= Revolutionary breach of legal continuity =

Legal revolution in common-law jurisdictions

Revolutionary breach of legal continuity is a concept in English constitutional law, which rationalises the historic English behavior when one King (or regime) was deposed and a de facto ruler was recognised as the new de jure monarch (or republican authority). More generally it is any process, unauthorised by an existing legal order, which results in the creation of a new legal order; whether or not the revolutionary change is brought about by violence. A technical breach of continuity might happen when the former constitutional arrangement is so inefficient that there is not even a practical legal way to amend it.

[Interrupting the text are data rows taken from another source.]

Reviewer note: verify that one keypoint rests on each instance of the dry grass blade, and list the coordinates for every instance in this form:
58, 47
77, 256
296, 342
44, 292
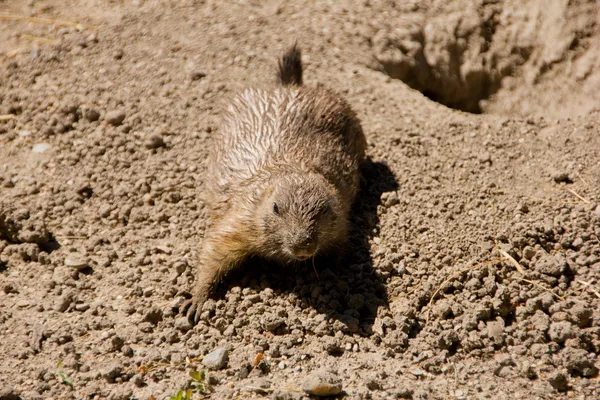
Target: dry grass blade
512, 261
39, 39
589, 286
574, 193
583, 180
45, 21
453, 276
542, 287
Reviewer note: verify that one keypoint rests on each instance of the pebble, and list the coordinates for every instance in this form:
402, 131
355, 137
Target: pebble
216, 359
22, 303
322, 383
77, 261
197, 75
559, 381
112, 371
40, 147
64, 302
154, 142
561, 176
92, 114
115, 117
183, 324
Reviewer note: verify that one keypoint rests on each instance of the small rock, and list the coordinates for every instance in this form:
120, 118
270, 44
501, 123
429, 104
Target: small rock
40, 147
197, 75
112, 371
91, 114
561, 176
127, 351
115, 117
322, 383
138, 380
154, 142
529, 252
9, 394
22, 303
559, 381
581, 315
216, 359
105, 210
183, 324
64, 302
118, 54
559, 332
77, 261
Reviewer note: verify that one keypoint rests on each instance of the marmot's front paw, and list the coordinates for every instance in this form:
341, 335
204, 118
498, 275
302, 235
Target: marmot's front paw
192, 308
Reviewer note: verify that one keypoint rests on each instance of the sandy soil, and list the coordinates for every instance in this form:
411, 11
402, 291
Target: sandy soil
474, 270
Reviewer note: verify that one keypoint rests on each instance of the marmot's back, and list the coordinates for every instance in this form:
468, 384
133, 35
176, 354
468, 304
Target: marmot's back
283, 172
288, 129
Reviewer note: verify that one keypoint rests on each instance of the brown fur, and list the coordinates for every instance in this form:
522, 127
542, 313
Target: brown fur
282, 174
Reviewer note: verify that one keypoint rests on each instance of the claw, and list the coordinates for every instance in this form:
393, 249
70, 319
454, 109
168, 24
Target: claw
192, 309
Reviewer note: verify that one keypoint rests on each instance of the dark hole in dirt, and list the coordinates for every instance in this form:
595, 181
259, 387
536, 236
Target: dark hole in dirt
50, 246
86, 271
351, 292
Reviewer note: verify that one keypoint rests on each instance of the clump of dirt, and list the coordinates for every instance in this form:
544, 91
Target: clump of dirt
499, 57
474, 265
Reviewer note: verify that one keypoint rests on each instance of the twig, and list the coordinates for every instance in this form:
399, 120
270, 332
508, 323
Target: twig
582, 180
39, 39
513, 262
541, 287
46, 21
576, 195
589, 286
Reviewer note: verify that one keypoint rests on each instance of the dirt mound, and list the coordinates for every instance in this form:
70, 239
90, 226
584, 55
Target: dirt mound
475, 257
499, 57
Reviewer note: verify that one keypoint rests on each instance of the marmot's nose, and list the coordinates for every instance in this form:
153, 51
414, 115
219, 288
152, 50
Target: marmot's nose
305, 247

It is generally accepted that the most recent successful revolutionary breach in England and Wales, Scotland and Northern Ireland was the Glorious Revolution of 1688–1689 which replaced King James II of England and Ireland (King James VII of Scotland) with the joint sovereignty of his son-in-law King William III of England (King William II of Scotland) and daughter Queen Mary II of England (and Scotland). Sir William Wade considered the acceptance of the European Economic Community's law as normatively superior to English law by the Lords of Appeal in Ordinary in Factortame to constitute a revolutionary breach of legal continuity.

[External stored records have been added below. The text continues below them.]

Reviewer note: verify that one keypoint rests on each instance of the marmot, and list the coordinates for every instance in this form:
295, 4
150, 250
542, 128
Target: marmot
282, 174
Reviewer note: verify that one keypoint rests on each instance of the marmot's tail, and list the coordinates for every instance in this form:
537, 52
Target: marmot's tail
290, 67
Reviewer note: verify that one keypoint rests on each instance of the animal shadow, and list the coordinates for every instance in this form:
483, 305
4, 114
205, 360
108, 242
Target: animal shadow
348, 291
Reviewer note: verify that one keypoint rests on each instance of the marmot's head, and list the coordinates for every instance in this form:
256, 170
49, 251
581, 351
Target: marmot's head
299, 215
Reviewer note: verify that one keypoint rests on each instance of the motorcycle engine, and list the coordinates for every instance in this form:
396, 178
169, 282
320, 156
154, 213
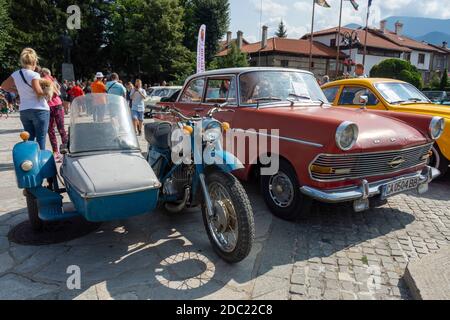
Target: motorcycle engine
180, 179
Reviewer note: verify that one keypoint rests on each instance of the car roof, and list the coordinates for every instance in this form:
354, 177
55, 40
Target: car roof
219, 72
355, 81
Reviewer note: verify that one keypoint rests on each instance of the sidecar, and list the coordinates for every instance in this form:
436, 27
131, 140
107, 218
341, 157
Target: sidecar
103, 171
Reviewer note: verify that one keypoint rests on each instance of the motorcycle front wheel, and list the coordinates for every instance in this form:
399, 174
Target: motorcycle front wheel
231, 228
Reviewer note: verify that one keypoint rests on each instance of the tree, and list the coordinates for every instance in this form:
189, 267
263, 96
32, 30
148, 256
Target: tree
40, 24
215, 14
281, 32
234, 59
145, 39
444, 80
6, 64
398, 69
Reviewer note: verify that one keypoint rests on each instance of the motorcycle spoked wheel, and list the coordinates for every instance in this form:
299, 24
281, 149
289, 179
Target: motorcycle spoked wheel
231, 230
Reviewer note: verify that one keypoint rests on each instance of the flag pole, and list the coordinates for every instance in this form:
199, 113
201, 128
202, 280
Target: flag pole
338, 41
312, 36
367, 31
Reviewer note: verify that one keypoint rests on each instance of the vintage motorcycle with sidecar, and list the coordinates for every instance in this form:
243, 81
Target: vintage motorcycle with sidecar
107, 178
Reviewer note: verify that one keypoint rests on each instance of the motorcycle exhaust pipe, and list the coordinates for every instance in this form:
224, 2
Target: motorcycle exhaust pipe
208, 202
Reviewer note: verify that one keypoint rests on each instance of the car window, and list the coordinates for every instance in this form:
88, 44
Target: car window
352, 95
194, 91
331, 93
221, 91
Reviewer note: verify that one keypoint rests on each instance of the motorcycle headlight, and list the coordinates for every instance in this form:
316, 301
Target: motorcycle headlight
437, 126
213, 132
346, 135
27, 165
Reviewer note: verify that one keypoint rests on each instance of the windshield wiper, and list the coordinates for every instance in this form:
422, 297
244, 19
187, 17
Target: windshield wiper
268, 99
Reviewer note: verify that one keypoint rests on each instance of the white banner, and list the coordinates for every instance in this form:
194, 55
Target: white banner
201, 60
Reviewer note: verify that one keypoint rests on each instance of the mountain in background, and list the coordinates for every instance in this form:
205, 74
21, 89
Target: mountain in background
430, 30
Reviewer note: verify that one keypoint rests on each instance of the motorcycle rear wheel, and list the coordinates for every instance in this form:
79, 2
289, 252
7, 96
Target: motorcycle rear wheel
233, 216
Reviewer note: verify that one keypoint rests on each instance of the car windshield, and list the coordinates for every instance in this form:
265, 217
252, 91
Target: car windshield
101, 122
399, 92
258, 87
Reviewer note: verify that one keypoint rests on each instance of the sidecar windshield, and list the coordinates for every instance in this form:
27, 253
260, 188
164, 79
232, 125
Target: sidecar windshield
101, 122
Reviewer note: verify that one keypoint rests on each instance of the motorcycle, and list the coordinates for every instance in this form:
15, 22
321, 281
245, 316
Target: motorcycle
107, 178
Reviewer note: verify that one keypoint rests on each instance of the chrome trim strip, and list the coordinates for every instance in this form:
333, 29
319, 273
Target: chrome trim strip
358, 192
345, 155
308, 143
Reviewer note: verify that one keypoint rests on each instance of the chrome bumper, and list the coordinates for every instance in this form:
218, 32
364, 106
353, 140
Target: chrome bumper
365, 190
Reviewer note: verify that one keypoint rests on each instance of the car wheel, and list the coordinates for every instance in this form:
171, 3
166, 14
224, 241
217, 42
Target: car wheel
281, 192
33, 211
438, 161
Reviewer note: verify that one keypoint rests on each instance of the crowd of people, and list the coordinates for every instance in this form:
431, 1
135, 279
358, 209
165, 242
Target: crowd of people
41, 114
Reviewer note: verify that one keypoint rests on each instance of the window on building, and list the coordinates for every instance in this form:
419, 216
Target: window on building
285, 63
421, 58
352, 95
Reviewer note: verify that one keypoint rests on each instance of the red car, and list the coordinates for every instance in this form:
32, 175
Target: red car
328, 154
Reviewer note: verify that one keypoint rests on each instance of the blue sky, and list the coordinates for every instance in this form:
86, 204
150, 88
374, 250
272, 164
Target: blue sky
245, 14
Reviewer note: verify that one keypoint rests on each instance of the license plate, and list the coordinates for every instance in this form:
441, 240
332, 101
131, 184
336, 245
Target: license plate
400, 186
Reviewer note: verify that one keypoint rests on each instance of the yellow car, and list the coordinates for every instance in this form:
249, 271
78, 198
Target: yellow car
392, 95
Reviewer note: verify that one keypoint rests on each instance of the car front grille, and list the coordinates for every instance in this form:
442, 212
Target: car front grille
365, 165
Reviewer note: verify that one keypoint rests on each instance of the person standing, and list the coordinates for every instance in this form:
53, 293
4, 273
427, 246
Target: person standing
129, 87
56, 117
115, 87
138, 96
34, 109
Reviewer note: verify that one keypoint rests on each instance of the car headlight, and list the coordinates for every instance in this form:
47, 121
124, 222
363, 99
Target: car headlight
437, 126
213, 132
27, 165
346, 135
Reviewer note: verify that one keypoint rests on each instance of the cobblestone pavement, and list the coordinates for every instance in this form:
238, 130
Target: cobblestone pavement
332, 253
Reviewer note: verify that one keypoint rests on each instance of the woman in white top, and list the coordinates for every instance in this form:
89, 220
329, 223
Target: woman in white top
34, 110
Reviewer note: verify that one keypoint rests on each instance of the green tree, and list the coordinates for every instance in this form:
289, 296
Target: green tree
6, 64
234, 59
215, 14
282, 31
444, 80
398, 69
145, 39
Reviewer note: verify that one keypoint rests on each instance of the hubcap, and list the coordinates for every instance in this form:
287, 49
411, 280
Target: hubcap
281, 190
223, 224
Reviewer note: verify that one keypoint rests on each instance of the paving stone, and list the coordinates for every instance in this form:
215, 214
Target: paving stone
298, 289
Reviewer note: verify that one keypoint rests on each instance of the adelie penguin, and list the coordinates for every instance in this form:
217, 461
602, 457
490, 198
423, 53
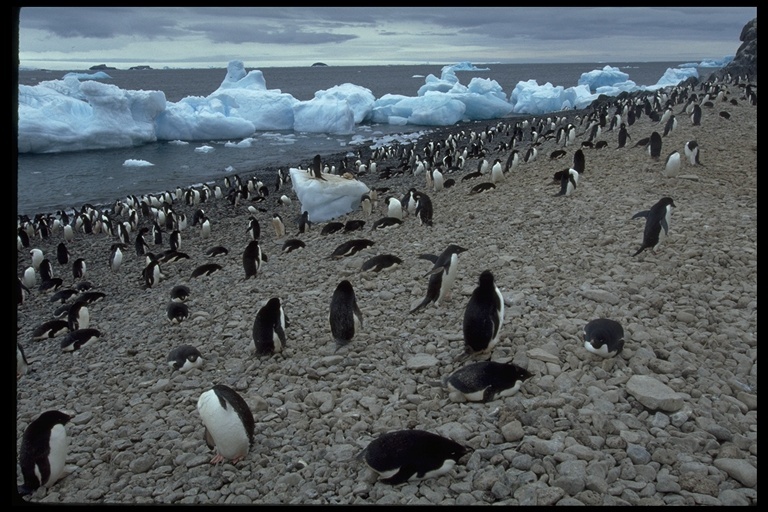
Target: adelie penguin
654, 145
253, 256
176, 312
345, 317
441, 276
623, 136
568, 181
380, 262
43, 451
277, 224
692, 152
656, 222
180, 293
403, 455
292, 244
304, 223
50, 329
483, 317
78, 316
228, 421
604, 337
484, 381
184, 358
254, 229
424, 209
268, 335
116, 256
78, 268
672, 165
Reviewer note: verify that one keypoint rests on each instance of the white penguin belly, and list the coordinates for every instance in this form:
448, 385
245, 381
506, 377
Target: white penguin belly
57, 458
224, 426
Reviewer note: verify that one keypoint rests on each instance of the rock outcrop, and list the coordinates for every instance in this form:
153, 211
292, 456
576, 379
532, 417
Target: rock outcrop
744, 64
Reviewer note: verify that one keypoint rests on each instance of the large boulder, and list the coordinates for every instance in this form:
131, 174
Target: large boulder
744, 63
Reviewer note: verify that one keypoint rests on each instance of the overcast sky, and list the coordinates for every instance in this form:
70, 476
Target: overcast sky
63, 38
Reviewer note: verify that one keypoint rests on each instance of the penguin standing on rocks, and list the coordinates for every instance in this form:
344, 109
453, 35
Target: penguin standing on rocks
345, 316
441, 277
483, 316
656, 223
43, 452
184, 358
228, 421
269, 328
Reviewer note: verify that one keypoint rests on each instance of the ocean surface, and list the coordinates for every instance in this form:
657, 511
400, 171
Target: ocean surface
49, 182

The United States Declaration of Independence is another example, as it had no basis in the previous legal order which had governed the Thirteen Colonies and represented the start of a new legal order. A few years later the replacement of the Articles of Confederation with the United States Constitution was a technical breach of continuity, which did not result in a civil war only because of the very reason of the breach: the United States under the Articles had a weak central government that therefore had no means to defend itself.

There was an attempted revolutionary breach in the whole of Ireland in 1919, when the First Dáil, a gathering of persons elected to the United Kingdom House of Commons in 1918, declared the Irish Republic, without any authority to do so within the terms of the United Kingdom's legal order. The subsequent Anglo-Irish Treaty and steps taken under it gave the Irish Free State legitimacy within the United Kingdom legal order, but they delegitimised it for those who regarded the applicable legal order to be that proclaimed in 1919.

When the present constitution of Ireland was adopted the amending formula of the Irish Free State constitution was deliberately not used, despite having the necessary support, so the new constitution would represent a revolutionary breach and derive its legitimacy from purely Irish sources.

Similar steps were taken so the Indian people became the source of legitimacy for the republican constitution of India. The republican constitution replaced the one authorised by the United Kingdom at the time of independence but did not comply with its provisions for amendments.

The term has also been applied to regime change following a military coup in Commonwealth of Nations members such as Pakistan and Nigeria.